Let’s solve this step by step.

1. Spring Force Formula: According to Hooke's Law, the force stretching the spring is proportional to the displacement and can be expressed as $F_s = kx$. The spring constant $k$ can then be derived as $k = \frac{F_s}{x}$.

2. Weight of the Mass: The force $F_s$ stretching the spring due to gravity is given by: $F_s = mg$ where $m$ is the mass of the object and $g$ is the acceleration due to gravity.

3. Substitute Values for $F_s$: The mass $m = 9 \, \text{g} = 9 \times 10^{-3} \, \text{kg}$, and $g = 9.80 \, \text{m/s}^2$.

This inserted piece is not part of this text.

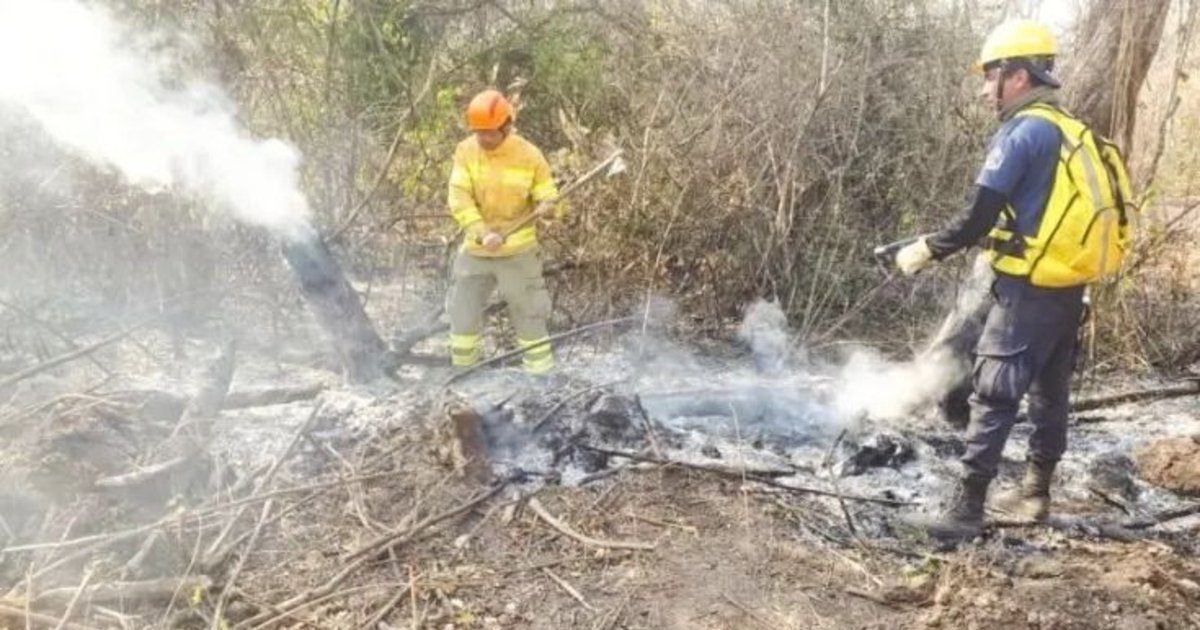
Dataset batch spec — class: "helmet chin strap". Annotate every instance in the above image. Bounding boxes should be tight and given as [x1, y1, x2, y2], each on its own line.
[996, 61, 1008, 114]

   Calculate $F_s$: $F_s = (9 \times 10^{-3}) \cdot 9.80 = 0.0882 \, \text{N}.$

Final Answer:

The force stretching the spring is: $F_s = 0.0882 \, \text{N}.$

Let me know if you would like assistance in calculating the spring constant $k$ or solving related problems.

Follow-Up Questions:

1. How is the displacement $x$ related to the spring constant $k$?
2. What would be the spring constant if the displacement $x$ is given as $0.01 \, \text{m}$?
3. How does increasing the mass affect the stretching force on the spring?
4. Can you derive the formula for $k$ in terms of mass and displacement?
5. What assumptions are made in this problem for simplicity?

Tip: Always keep units consistent while solving physics problems!